Current Song: Something from Echoes by Jagjit Singh.

Today's blog post came to me about half an hour ago. It's partially inspired by Samantha Karol's blog on Brazen today about friendships in the digital age and partially based on watching crappy TV on MTV Canada. I know, I'm always classy.

In one such scenario on said crappy TV show, one girl was asking another whether she speaks to or sees her recent status ex. The breaker-upper replied that she has no contact with her ex and she has blocked him on facebook because she doesn't really want to know what he's up to or any of that.

It got me to thinking about how break-ups have changed since the advent of social media. It's now no longer about having your friend or sibling take his stuff back to his house (or you, should you choose to brave that whole ordeal). It's no longer about walking out never to see the person again, except perhaps by accident on some street in your city.

It's now more complicated to break up sometimes. What are you to do with contact on Facebook? Email? Twitter? Do you keep everything intact and creep around to see what the person's up to (you can all now admit you've totally done this)?

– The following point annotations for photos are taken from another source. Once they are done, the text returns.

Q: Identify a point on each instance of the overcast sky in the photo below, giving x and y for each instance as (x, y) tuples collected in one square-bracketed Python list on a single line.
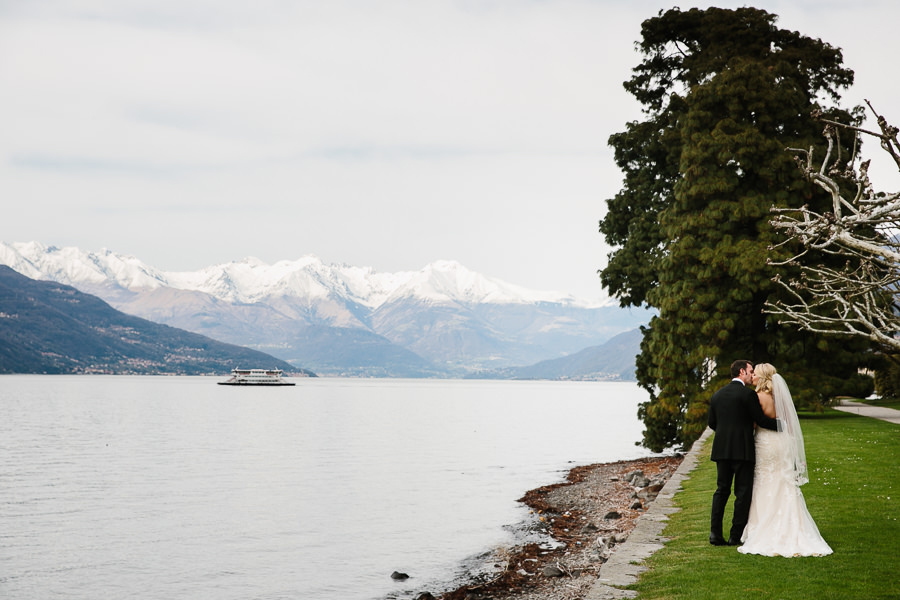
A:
[(374, 133)]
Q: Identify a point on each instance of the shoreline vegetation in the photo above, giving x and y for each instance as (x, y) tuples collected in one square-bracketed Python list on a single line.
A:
[(586, 516), (852, 496)]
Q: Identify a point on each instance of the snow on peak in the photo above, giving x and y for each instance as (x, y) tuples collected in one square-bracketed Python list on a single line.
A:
[(252, 280)]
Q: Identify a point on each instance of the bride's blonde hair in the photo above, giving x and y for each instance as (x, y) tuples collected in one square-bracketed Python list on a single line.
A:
[(764, 373)]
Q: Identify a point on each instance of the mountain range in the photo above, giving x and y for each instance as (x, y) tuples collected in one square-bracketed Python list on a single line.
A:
[(443, 320), (47, 327)]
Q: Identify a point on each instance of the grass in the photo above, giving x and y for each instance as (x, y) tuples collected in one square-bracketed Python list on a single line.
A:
[(887, 403), (854, 497)]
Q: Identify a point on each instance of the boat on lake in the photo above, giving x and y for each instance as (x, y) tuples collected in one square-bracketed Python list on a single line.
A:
[(255, 377)]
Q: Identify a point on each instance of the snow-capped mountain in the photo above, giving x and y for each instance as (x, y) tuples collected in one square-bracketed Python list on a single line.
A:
[(341, 318)]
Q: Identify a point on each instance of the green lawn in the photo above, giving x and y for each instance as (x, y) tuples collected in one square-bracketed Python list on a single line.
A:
[(854, 497)]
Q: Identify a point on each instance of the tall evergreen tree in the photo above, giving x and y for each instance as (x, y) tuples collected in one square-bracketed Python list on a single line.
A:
[(724, 92)]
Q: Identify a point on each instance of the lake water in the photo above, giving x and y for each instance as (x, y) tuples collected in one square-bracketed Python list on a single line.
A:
[(175, 487)]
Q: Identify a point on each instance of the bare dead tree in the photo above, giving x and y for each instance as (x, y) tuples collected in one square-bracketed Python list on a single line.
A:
[(861, 297)]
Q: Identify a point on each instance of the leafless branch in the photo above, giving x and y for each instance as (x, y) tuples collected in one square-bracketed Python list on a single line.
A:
[(860, 299)]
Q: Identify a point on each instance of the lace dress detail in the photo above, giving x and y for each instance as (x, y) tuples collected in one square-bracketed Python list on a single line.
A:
[(779, 523)]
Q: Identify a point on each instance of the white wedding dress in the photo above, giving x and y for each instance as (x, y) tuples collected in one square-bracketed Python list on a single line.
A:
[(779, 522)]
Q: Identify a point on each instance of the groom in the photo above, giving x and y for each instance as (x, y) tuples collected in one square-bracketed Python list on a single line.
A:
[(732, 412)]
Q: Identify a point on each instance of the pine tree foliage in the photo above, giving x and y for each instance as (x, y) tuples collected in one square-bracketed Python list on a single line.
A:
[(724, 92)]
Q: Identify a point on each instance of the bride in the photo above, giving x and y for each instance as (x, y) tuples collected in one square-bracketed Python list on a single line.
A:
[(779, 523)]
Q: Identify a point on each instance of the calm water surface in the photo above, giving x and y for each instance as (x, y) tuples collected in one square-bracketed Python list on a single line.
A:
[(174, 487)]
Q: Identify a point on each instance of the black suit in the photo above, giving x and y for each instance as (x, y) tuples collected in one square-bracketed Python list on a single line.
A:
[(732, 412)]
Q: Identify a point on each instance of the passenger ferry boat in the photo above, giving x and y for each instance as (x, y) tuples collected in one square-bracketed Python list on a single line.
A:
[(256, 377)]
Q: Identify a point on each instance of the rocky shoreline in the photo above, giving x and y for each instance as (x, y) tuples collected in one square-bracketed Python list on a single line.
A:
[(586, 516)]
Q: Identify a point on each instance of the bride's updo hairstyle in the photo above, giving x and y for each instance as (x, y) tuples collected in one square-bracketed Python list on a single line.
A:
[(764, 373)]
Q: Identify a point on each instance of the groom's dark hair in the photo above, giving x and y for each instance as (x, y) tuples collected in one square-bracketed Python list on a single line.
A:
[(738, 366)]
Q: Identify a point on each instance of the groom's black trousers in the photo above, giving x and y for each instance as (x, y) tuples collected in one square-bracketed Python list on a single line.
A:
[(741, 473)]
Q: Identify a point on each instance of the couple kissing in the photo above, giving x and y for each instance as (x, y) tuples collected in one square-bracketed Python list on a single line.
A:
[(766, 464)]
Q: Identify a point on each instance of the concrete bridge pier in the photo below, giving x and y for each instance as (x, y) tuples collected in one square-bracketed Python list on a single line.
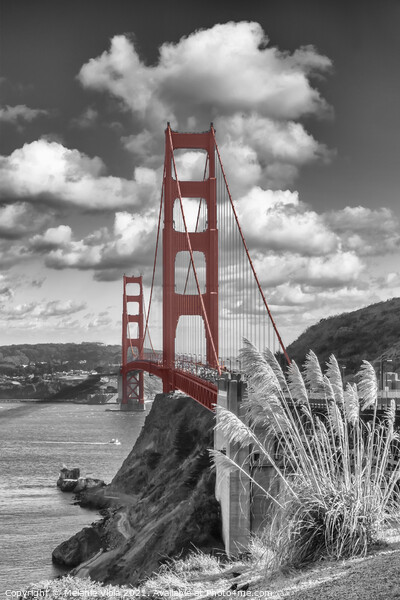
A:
[(244, 508)]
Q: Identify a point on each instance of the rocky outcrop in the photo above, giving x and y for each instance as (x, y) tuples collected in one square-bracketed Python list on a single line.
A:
[(162, 499), (70, 480), (79, 548)]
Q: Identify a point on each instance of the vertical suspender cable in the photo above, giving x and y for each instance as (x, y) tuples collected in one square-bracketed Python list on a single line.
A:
[(248, 254)]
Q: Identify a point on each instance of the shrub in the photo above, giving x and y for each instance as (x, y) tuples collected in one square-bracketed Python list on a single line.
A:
[(337, 488)]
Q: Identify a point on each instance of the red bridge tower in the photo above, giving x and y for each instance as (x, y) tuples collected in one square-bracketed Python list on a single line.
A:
[(132, 347)]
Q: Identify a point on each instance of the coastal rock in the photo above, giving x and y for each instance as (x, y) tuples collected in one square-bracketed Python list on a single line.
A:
[(79, 548), (67, 485), (66, 473), (87, 483), (162, 500)]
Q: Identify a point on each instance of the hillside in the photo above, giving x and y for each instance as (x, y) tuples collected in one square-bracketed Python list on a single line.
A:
[(69, 356), (161, 502), (367, 334)]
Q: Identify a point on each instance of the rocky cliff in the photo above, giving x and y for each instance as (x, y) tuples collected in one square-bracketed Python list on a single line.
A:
[(160, 503)]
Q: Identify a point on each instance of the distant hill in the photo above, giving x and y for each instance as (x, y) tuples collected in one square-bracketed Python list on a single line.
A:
[(86, 356), (367, 334)]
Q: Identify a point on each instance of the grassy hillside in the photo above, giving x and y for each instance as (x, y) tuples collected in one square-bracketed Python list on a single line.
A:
[(67, 355), (367, 333)]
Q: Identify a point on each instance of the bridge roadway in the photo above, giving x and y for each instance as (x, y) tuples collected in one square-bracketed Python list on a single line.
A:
[(202, 390)]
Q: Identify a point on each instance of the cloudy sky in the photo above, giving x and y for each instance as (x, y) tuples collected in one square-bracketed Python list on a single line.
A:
[(304, 95)]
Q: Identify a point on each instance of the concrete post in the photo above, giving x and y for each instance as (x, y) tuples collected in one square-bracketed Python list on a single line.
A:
[(233, 490), (245, 509)]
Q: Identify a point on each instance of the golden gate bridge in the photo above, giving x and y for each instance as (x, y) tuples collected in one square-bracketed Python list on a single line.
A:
[(211, 295)]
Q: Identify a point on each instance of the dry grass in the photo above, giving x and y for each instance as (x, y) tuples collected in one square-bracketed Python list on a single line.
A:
[(336, 487)]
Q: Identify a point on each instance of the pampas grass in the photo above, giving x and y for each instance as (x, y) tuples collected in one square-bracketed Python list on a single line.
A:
[(337, 490)]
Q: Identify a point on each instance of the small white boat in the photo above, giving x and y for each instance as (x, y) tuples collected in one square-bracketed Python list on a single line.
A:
[(115, 441)]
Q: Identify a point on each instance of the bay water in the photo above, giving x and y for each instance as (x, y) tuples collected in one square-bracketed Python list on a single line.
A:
[(36, 440)]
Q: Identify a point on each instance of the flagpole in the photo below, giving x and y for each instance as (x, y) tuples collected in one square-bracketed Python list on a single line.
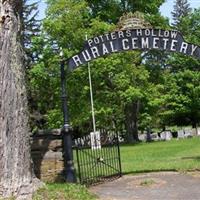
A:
[(91, 95)]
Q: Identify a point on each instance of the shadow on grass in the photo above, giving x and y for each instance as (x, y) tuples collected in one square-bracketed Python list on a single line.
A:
[(197, 158), (148, 171)]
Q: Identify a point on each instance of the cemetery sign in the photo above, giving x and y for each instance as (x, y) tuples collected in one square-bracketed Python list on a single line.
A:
[(124, 40)]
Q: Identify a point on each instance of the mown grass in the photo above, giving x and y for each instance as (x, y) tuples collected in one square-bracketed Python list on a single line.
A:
[(63, 191), (174, 155)]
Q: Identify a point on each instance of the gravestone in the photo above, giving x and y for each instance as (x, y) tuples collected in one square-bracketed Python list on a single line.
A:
[(166, 135), (188, 132), (142, 137), (155, 137)]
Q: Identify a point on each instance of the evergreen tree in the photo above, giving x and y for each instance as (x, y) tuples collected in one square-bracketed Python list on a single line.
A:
[(181, 9), (31, 29)]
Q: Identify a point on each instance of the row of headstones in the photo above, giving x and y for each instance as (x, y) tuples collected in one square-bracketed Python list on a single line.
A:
[(168, 135)]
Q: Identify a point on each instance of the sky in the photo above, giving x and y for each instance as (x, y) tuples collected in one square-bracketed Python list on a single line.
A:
[(165, 9)]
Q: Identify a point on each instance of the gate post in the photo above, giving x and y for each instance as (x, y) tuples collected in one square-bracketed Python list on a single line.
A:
[(66, 131)]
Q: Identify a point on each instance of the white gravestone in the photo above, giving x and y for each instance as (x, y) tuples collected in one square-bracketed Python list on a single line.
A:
[(181, 134), (95, 140)]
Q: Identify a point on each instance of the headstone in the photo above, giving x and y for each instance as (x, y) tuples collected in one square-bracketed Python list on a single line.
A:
[(95, 140), (163, 135), (188, 132), (142, 137), (155, 137), (168, 135), (181, 133)]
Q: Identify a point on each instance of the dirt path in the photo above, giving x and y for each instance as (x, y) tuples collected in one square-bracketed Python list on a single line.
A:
[(151, 186)]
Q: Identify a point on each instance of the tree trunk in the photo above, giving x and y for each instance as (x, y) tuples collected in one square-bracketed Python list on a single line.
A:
[(16, 178), (131, 113)]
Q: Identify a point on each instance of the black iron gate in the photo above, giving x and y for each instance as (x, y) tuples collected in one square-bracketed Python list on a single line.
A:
[(97, 158)]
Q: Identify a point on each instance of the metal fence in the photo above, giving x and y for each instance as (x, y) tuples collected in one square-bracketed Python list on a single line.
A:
[(97, 158)]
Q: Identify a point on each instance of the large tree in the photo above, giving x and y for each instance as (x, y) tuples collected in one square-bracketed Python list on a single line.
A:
[(16, 178)]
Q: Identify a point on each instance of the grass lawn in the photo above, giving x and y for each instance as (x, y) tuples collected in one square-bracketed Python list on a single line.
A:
[(63, 191), (175, 155)]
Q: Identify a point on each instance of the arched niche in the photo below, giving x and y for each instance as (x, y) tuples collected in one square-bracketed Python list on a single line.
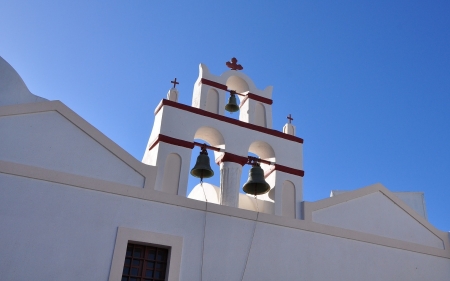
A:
[(263, 150), (212, 101), (260, 115), (172, 169), (237, 84), (288, 200), (212, 136)]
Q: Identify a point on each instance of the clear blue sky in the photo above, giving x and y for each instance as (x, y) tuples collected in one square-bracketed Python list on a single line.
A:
[(368, 82)]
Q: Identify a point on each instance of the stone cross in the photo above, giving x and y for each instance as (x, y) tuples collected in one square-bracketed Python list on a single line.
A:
[(175, 83), (290, 118), (233, 64)]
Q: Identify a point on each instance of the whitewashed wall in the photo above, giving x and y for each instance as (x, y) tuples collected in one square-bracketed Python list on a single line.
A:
[(69, 233)]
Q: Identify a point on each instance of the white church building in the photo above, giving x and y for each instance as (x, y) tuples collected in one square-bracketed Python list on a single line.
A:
[(76, 206)]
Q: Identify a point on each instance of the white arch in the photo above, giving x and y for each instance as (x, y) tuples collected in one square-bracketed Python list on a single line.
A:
[(263, 150), (237, 84), (212, 101), (171, 177)]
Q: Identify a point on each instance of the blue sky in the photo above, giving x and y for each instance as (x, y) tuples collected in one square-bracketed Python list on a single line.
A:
[(367, 82)]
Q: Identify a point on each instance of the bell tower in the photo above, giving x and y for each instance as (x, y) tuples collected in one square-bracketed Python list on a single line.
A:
[(276, 176)]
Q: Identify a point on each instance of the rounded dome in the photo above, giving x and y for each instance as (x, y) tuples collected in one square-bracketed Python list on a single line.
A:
[(12, 88)]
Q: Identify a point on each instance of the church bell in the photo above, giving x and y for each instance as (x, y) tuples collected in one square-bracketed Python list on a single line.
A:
[(202, 169), (256, 184), (232, 105)]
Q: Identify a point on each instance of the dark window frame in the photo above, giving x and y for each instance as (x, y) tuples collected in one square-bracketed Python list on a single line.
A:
[(145, 262)]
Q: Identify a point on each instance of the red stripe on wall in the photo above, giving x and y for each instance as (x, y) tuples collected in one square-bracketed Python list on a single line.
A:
[(231, 120)]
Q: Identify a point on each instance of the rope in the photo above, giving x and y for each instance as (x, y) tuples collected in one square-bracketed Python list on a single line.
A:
[(204, 228), (253, 235)]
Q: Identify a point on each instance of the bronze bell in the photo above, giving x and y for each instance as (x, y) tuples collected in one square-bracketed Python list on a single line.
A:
[(202, 169), (232, 103), (256, 184)]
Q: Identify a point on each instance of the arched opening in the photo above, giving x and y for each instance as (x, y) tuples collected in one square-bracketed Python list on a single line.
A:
[(171, 178), (212, 101), (288, 200), (211, 137), (263, 150), (260, 115), (239, 85)]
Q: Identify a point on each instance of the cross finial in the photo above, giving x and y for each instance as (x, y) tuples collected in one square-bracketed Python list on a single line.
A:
[(175, 83), (233, 64), (290, 118)]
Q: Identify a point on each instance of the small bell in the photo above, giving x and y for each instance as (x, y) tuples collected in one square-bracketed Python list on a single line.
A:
[(232, 103), (256, 184), (202, 169)]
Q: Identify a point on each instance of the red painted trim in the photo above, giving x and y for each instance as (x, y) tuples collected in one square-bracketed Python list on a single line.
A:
[(226, 157), (288, 170), (214, 84), (259, 98), (231, 121), (171, 140), (225, 88), (158, 108), (230, 157)]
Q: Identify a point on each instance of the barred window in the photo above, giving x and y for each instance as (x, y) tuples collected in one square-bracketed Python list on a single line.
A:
[(145, 263)]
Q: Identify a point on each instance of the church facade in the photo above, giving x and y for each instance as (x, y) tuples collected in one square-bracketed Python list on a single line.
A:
[(76, 206)]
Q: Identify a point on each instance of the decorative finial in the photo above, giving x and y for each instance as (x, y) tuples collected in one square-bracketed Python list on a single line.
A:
[(290, 118), (234, 65), (175, 83)]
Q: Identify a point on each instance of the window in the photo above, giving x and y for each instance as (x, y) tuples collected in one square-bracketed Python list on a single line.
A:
[(136, 254), (145, 263)]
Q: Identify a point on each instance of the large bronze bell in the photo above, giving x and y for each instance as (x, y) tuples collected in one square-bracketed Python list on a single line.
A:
[(202, 169), (232, 103), (256, 184)]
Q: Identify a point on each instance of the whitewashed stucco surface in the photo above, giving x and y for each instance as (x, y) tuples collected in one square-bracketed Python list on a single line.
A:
[(49, 140), (377, 214), (74, 230)]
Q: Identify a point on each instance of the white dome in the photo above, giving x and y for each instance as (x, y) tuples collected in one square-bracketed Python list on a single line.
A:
[(12, 88)]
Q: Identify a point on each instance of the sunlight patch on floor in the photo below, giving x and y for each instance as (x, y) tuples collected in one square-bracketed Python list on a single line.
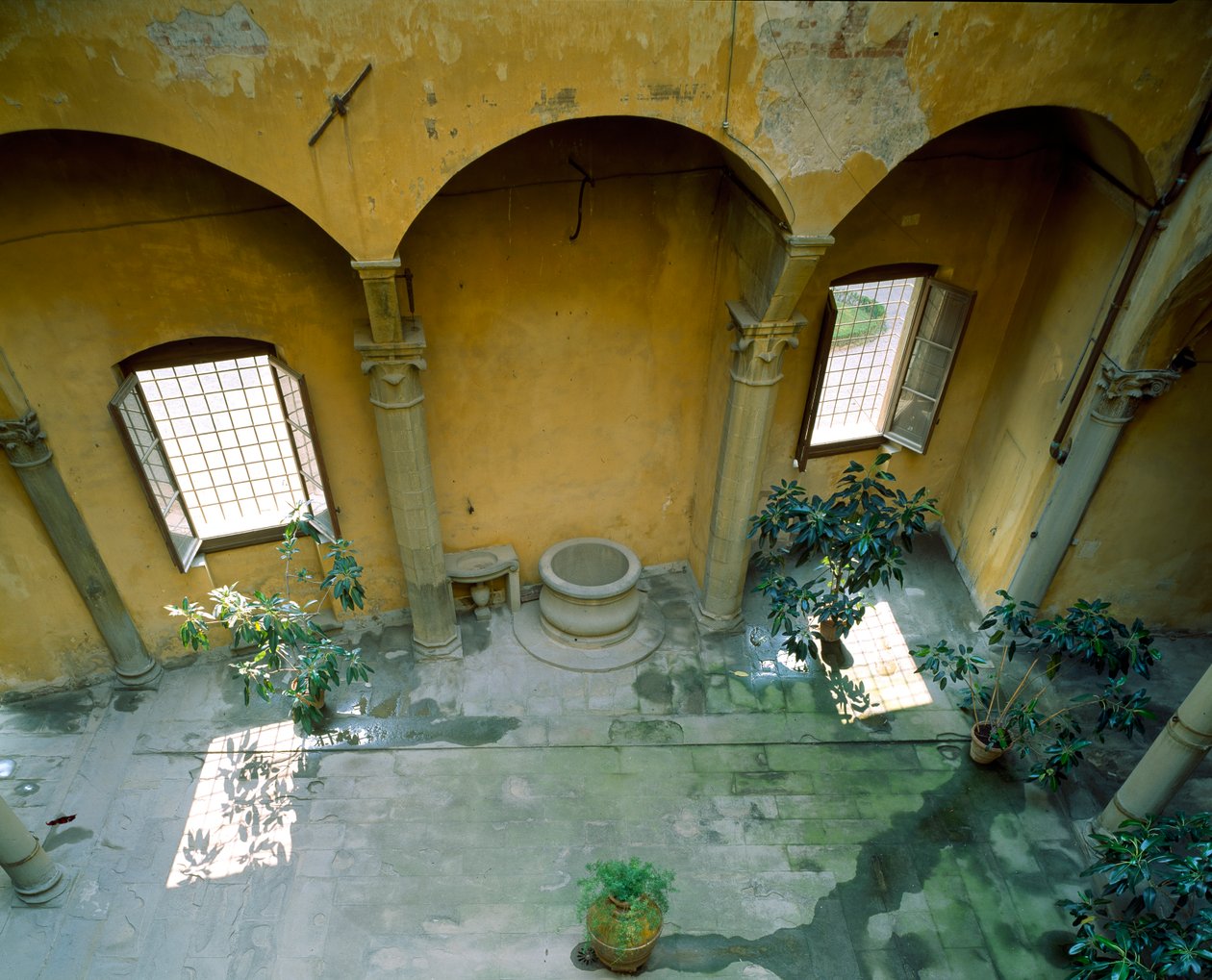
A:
[(243, 807), (884, 666)]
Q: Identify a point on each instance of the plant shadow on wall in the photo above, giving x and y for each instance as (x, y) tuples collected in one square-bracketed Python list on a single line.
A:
[(1012, 710), (291, 654), (852, 540)]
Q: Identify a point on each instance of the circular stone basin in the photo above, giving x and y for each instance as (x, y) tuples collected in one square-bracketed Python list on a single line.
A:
[(589, 596)]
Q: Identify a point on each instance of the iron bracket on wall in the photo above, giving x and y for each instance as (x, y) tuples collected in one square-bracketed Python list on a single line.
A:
[(339, 106)]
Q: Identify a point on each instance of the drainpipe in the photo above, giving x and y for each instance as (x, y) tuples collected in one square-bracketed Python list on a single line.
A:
[(1190, 160)]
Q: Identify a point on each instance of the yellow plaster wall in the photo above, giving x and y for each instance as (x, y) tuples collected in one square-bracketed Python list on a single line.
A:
[(977, 220), (1006, 470), (568, 379), (1143, 542), (829, 97), (116, 246)]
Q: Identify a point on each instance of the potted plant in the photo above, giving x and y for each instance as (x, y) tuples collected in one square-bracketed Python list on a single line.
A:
[(853, 540), (1151, 915), (291, 654), (1007, 708), (623, 904)]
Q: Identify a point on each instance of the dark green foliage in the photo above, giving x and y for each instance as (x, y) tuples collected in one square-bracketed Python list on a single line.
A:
[(853, 540), (1085, 635), (289, 645), (627, 882), (1151, 914)]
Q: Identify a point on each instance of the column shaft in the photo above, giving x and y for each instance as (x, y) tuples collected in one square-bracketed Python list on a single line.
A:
[(26, 446), (394, 371), (1173, 757), (1119, 392), (36, 877), (756, 371)]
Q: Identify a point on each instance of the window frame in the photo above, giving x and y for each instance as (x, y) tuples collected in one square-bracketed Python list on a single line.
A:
[(905, 350), (164, 494)]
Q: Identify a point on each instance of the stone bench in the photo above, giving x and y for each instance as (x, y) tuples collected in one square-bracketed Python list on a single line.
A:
[(481, 565)]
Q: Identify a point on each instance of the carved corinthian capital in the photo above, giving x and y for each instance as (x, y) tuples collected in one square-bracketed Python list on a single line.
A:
[(392, 368), (1120, 391), (758, 350), (23, 440)]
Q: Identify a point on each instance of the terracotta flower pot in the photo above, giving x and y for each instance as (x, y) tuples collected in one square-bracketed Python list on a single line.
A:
[(607, 919), (980, 751)]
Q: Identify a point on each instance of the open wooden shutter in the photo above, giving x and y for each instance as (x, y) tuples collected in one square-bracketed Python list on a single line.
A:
[(943, 314), (142, 440), (817, 382), (307, 452)]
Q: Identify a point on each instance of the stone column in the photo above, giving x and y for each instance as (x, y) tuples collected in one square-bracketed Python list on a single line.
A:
[(36, 877), (1119, 393), (392, 359), (24, 443), (1173, 757), (756, 371)]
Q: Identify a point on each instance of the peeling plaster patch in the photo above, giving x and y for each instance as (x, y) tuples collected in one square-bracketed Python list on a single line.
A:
[(447, 43), (852, 80), (564, 101), (669, 92), (214, 50)]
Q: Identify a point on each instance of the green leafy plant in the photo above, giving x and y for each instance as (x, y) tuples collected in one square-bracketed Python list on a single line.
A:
[(633, 892), (1010, 712), (852, 540), (292, 654), (1151, 913)]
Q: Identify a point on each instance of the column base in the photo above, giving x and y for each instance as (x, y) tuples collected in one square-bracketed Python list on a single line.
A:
[(717, 623), (451, 649), (50, 882), (143, 680)]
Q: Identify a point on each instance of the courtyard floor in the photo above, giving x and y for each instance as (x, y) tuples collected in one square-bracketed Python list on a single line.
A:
[(438, 826)]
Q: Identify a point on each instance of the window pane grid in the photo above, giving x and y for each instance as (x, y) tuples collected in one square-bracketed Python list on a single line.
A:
[(231, 446), (862, 359)]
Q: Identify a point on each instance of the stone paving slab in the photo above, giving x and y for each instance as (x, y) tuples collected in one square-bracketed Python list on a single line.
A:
[(439, 825)]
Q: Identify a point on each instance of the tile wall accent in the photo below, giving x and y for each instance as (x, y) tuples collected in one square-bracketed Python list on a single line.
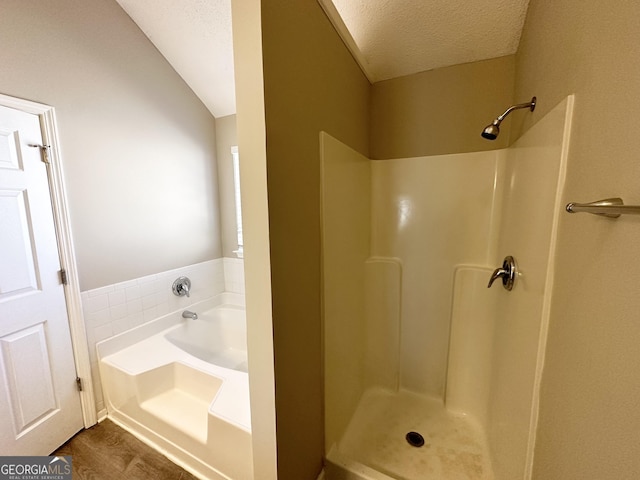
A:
[(116, 308)]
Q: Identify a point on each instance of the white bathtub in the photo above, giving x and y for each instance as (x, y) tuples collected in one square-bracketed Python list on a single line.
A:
[(181, 385), (218, 336)]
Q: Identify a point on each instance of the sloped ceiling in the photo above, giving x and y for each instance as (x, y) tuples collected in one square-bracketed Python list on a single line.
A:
[(393, 38), (195, 38), (388, 38)]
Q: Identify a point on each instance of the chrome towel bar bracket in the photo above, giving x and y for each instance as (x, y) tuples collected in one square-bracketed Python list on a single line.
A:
[(609, 207)]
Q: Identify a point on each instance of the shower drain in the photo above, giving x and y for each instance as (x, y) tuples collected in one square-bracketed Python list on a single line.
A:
[(415, 439)]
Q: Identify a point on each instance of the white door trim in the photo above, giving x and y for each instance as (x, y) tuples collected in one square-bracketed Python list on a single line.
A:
[(65, 246)]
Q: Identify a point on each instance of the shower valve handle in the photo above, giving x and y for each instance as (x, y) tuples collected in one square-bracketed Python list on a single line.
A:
[(507, 273)]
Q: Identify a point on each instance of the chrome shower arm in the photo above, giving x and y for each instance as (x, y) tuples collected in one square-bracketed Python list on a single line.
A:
[(531, 105)]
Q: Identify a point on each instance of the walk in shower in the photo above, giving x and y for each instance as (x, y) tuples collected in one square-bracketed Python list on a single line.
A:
[(429, 374)]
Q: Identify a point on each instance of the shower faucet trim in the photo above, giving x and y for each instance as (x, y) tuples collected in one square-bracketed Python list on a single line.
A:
[(181, 287)]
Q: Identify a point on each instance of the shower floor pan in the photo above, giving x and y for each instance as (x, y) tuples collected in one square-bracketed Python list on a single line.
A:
[(375, 447)]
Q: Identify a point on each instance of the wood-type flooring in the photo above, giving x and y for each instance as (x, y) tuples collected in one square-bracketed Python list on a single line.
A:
[(106, 451)]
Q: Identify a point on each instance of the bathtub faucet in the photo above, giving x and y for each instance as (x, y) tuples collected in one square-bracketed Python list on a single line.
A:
[(188, 314)]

God forbid you're members of professional organizations that make the whole thing a bout of admirable emotional calisthenics.

As much as being plugged in has given us access to friends and business contacts that you wouldn't stumble upon walking down the street, it comes with its difficulties. For some folks, these break-ups are easy and everyone can remain friends forever and ever amen. But if you're one of those who had a messy one to contend with, you've got some digital detritus to think about as well. Forget about his Alma Mater t-shirt as your biggest problem.

What say you, readers? Is breaking up in the digital age much harder to do?
picture credit: zazzle.com

Sunday, October 25, 2009

I Have a Gift and I Know How to Use It!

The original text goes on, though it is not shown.